Tetapi, tentu mereka hanya bisa diam atas tindakan semena-mena yang
didapatkan. Faktor kuasa yang bisa menyebabkan apa yang sudah mereka bangun
selama bertahun-tahun berkarir bisa hancur begitu saja dalam sekejap. Hingga
suatu ketika, Gretchen sudah merencanakan untuk menuntut keadilan atas tindakan
tak wajar yang dilakukan oleh Roger kepadanya. Mulai dari sinilah, perjuangan
para pekerja perempuan dalam media dimulai.
Terkadang sebuah peristiwa yang sudah biasa terjadi dan terus menerus
terulang akan menjadi sebuah ‘budaya’ yang akan dengan mudah dianggap lumrah
oleh banyak orang. Praktik-praktik kerja media yang terkadang suka
mendiskreditkan perempuan ini seakan menjadi hal yang wajar dan sering
dilakukan. Hal inilah yang membuat perempuan itu sendiri seakan tak sadar bahwa
mereka sedang dilecehkan. Merasa laki-laki telah memberikan panggung pada
perempuan sehingga saling menyalahkan terhadap perempuan lainnya karena
dianggap terlalu terbawa perasaan.
Ya, hal ini tergambar jelas lewat mise-en-scene
yang dihadirkan dalan film Bombshell.
Memperlihatkan di satu adegan penting di mana, hal itu menunjukkan
ketidakselarasan antara apa yang diucapkan oleh para perempuan dengan apa yang
mereka hadapi dalam realitanya. \
Hal itu adalah saat sosok Perempuan sedang berusaha mendukung Roger Ailes dan merasa bahwa dirinya tidak pernah dituntut untuk mengenakan pakaian yang mini.

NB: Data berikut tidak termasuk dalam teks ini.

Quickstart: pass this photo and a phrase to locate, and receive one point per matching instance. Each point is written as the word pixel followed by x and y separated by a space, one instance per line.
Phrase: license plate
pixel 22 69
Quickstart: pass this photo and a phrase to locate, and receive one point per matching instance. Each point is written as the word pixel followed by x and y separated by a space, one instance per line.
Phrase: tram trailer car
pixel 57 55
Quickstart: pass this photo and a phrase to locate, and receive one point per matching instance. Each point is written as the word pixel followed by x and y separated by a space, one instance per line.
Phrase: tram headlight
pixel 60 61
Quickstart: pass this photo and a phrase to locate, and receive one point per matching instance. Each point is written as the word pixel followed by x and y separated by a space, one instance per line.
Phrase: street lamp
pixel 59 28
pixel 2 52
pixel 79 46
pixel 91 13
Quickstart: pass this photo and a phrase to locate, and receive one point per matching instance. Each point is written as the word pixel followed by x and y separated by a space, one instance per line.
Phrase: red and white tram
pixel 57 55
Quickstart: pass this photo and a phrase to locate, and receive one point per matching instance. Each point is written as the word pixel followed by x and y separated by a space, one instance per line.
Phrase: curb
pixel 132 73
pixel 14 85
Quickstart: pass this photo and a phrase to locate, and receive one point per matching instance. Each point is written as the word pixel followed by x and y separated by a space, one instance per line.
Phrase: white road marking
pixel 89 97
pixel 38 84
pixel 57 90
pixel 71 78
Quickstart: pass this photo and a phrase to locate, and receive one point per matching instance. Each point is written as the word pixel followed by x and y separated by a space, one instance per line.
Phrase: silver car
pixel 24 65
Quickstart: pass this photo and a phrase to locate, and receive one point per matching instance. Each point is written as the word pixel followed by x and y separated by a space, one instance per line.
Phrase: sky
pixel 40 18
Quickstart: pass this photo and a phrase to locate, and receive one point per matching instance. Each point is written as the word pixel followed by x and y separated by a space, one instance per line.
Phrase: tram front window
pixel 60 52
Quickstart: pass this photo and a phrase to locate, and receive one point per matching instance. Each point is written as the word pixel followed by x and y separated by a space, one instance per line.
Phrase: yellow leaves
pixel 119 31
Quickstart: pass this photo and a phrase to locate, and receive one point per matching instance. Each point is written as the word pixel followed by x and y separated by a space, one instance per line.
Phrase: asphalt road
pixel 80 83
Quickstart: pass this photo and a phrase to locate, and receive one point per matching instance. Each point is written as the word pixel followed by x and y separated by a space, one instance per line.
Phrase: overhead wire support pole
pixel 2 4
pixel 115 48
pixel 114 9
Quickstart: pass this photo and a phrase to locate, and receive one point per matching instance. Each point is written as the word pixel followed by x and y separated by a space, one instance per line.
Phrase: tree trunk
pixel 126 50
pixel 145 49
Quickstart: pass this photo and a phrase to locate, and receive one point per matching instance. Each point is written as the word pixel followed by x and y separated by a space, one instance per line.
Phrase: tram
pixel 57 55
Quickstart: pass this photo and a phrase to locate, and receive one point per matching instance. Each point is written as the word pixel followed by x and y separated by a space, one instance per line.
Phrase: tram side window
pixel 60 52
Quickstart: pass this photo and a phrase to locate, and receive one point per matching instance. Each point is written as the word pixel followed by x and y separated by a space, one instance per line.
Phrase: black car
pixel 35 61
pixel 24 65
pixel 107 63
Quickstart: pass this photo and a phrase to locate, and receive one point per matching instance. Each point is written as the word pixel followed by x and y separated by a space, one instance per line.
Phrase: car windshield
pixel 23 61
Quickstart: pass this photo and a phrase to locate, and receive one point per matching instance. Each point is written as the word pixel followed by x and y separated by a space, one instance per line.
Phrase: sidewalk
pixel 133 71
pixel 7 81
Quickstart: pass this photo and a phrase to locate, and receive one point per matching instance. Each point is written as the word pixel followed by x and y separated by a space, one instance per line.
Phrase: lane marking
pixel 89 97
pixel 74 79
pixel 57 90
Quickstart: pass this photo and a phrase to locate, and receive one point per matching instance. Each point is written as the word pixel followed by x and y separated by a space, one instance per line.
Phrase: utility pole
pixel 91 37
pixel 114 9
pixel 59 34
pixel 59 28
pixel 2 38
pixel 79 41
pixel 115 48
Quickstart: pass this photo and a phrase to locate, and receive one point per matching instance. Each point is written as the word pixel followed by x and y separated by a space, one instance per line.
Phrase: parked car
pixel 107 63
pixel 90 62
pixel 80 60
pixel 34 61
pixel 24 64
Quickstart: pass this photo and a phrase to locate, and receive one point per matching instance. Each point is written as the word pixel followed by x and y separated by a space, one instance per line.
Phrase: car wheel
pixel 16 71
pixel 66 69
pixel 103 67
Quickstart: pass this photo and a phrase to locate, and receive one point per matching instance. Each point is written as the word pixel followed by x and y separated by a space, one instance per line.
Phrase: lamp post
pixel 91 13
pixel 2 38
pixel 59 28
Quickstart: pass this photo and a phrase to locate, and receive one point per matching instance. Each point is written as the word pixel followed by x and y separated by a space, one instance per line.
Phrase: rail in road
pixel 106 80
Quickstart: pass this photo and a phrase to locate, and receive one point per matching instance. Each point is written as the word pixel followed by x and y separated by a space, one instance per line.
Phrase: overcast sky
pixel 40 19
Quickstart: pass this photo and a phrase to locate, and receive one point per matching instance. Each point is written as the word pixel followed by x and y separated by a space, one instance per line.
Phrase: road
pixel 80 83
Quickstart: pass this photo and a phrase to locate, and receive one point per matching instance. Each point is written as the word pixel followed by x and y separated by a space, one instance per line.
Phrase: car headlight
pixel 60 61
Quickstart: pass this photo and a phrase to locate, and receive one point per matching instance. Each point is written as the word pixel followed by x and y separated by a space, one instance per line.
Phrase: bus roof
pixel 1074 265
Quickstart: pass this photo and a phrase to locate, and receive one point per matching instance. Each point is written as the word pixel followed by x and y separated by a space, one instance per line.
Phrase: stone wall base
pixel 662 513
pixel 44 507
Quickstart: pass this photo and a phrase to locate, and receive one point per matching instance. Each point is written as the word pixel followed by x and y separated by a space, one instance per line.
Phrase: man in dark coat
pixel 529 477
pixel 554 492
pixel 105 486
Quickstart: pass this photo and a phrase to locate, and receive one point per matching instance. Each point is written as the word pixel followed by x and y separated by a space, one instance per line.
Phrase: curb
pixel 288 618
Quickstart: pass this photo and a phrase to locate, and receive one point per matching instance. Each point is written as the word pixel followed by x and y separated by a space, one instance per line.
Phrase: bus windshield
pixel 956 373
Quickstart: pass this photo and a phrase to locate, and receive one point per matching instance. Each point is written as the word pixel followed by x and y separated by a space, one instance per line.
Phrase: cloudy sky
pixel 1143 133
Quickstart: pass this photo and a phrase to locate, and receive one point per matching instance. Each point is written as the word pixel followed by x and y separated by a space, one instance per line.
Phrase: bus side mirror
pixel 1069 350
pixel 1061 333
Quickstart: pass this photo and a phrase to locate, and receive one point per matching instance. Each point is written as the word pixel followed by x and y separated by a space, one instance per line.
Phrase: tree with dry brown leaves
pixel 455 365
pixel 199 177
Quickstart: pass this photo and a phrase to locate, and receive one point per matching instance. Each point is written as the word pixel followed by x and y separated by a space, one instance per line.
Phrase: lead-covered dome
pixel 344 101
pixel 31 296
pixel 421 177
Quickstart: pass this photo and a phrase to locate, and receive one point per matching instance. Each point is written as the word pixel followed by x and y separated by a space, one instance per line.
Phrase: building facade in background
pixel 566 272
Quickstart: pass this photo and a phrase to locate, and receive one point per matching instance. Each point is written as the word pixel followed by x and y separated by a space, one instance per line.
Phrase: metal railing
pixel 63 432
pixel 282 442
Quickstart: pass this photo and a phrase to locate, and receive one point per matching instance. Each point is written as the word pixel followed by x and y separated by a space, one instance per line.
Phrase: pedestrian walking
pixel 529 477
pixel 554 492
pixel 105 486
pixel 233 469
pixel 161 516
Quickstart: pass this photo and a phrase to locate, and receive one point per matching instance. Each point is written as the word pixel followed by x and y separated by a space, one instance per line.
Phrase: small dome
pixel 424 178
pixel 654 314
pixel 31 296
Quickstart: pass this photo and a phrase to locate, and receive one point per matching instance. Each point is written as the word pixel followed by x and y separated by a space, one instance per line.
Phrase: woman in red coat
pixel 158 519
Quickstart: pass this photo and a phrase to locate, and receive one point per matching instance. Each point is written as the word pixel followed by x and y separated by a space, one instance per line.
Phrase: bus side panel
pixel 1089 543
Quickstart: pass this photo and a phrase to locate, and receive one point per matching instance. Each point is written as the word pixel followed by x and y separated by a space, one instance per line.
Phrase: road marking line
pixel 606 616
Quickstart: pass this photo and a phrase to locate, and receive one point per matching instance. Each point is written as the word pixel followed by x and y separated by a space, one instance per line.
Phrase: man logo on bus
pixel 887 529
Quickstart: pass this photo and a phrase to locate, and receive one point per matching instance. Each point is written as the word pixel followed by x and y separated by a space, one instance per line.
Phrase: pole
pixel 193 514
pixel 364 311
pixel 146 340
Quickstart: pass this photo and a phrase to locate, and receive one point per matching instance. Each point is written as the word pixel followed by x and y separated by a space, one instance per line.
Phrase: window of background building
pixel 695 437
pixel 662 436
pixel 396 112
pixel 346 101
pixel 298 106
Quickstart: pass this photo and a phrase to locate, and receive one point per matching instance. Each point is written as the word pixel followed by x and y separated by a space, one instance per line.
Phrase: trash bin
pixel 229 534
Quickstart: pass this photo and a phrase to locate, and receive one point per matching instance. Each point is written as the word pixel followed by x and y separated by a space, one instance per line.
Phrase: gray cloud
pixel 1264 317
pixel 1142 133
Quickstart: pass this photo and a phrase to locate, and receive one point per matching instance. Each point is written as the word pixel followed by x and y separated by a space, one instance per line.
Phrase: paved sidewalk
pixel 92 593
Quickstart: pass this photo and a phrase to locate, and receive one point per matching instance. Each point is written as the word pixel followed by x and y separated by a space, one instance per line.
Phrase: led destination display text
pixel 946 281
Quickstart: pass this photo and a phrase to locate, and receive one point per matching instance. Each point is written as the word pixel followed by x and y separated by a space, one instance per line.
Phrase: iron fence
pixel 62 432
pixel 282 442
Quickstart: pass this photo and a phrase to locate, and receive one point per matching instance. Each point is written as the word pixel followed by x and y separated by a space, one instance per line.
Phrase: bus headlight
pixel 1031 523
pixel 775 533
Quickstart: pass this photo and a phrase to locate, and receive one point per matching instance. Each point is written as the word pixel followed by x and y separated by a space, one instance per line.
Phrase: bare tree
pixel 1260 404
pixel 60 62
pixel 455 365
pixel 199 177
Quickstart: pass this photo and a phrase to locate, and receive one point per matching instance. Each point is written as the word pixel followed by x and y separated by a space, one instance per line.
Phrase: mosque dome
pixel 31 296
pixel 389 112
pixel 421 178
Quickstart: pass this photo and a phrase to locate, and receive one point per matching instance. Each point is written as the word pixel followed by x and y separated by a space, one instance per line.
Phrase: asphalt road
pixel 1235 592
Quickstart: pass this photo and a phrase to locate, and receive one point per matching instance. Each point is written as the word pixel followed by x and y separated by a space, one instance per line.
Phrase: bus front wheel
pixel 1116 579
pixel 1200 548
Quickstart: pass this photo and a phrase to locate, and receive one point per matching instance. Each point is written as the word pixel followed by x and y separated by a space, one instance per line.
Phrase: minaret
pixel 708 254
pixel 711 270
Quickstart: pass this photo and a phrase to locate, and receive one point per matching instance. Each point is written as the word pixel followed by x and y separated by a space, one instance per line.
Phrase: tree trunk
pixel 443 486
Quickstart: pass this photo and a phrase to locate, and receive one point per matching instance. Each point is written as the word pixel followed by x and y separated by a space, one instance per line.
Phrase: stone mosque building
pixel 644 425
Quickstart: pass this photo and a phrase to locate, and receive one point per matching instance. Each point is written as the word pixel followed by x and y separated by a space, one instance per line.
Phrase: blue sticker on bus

Tetapi, saat sedang menyatakan hal tersebut di depan temannya, dirinya sedang mendapatkan kritik dari seseorang bahwa baju yang dirinya kenakan saat itu juga dirasa kurang tepat untuk tampil di televisi. Serta, masih banyak adegan yang menunjukkan pengorbanan wanita untuk bisa tampil di televisi. Contoh kecil seperti tumit yang lecet karena memakai sepatu hak tinggi setiap saat.
Inilah yang menarik untuk didiskusikan. Ketika para pekerja perempuan media itu menunjukkan bahwa masih ada kesetaraan di dalam pekerjaannya. Tetapi, secara langsung, adegan tersebut juga mempertunjukkan bahwa masih ada banyak tuntutan dan apa yang harus diperhatiakan oleh perempuan dan tubuhnya untuk bisa tampil di media tersebut. Ini semua karena Roger Ailes sebagai laki-laki yang memegang kendali. Lagi-lagi, praktik male gaze, sebuah pandangan dari laki-laki, sedang berusaha dilakukan.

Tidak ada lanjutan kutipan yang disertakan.